代码用于使用随机数执行2个函数。第一种是将数字排序为20个区间(因此每个区间应该有5%的数字)。第二个是将每生成20个数字相加并将它们放入20个新的区间(应观察到正常曲线)

@tristan我已修改您的代码以执行上述操作:

for idx in range(points):
        val_1 = uniform(-10, 10)
        val_20 += val_1
        if (idx + 1) % 20 == 0:
            counter2[bisect(occ2, val_20)] += 1
            counter1[bisect(occ1, val_1)] += 1
            val_20 = 0
            val_1 = 0
        else:
            counter1[bisect(occ1, val_1)] += 1
            val_1 = 0

虽然这种方法只能节省6秒(1:54 - > 1:48),但它更有组织,更容易查看。谢谢你的帮助!

1 个答案:

答案 0 :(得分:2)

假设数据总是可以分配给您的一个间隔(您可以预先检查),使用bisect.bisect()将是一种有效且紧凑的方式:

from bisect import bisect
from random import randint

occ1 = [-9 + 1 * i for i in range(19)]
occ2 = [-180 + 20 * i for i in range(19)]
data = [randint(-10, 10) for _ in range(100)]
counter1, counter2 = {i: 0 for i in range(20)}, {i: 0 for i in range(20)}

for idx, element in enumerate(data):
    if (idx + 1) % 20 == 0:
        counter2[bisect(occ2, element)] += 1
    else:
        counter1[bisect(occ1, element)] += 1

bisect ()函数返回位置,其中元素应插入有序数组,如 occ 维持秩序。在occ中有19个值,有20个不同的位置可以插入一个值。也就是说,在第一个之前,在任何元素之间或之后。这相当于你的20个间隔。 唯一要记住的是,e。 G。如果元素小于或大于您的区间的上限或下限,它仍将被分配到最低或最高区间。生成一个尊重区间界限的随机数会阻止这种情况。
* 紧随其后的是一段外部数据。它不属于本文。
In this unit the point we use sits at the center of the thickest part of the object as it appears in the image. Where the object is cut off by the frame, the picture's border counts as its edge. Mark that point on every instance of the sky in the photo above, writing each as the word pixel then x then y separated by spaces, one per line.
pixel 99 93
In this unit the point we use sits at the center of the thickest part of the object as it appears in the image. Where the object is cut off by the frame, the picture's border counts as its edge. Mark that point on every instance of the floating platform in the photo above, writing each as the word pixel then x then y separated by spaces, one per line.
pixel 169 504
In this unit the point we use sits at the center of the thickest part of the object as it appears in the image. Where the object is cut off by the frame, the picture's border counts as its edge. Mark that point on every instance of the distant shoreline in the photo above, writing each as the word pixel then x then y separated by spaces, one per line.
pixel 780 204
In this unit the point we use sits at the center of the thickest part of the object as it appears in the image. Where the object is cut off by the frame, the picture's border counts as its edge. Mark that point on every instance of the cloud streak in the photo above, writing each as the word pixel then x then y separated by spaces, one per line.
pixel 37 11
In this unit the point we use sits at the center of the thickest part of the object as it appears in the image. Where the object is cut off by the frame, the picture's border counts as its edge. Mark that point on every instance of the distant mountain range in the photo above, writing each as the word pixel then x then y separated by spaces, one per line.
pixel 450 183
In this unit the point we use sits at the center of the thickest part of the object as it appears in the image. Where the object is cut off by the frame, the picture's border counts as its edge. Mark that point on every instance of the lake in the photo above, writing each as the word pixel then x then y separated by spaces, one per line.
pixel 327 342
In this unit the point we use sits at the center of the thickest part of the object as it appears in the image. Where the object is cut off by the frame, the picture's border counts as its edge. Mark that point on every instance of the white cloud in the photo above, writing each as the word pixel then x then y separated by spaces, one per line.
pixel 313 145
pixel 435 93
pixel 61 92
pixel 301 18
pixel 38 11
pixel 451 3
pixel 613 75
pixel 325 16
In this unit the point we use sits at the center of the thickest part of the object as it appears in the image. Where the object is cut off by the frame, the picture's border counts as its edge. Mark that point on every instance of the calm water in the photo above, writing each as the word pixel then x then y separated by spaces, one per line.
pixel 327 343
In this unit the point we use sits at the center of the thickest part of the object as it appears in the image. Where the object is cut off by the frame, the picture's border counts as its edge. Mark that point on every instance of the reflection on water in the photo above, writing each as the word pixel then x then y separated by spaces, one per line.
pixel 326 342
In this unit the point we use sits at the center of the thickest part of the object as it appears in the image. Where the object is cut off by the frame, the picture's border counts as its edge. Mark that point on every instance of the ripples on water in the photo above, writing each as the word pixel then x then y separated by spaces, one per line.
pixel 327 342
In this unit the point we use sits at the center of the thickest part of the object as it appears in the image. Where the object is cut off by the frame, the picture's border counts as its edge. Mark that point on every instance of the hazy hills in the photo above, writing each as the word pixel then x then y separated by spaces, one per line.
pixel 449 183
根据您的问题,我不确定您是否要累积一些随机数或只检查点列表,其中每20个值执行不同的检查。 该解决方案可以很容易地适应累积随机数,直到达到20次迭代:

from bisect import bisect
from random import uniform

points, value = 100000000, 0
occ1 = [-9 + 1 * i for i in range(19)]
occ2 = [-180 + 20 * i for i in range(19)]
counter1, counter2 = {i: 0 for i in range(20)}, {i: 0 for i in range(20)}

for idx in range(points):
    value += uniform(-10, 10)
    if (idx + 1) % 20 == 0:
        counter2[bisect(occ2, value)] += 1
        value = 0
    else:
        counter1[bisect(occ1, value)] += 1

在我的机器上100M点运行100秒。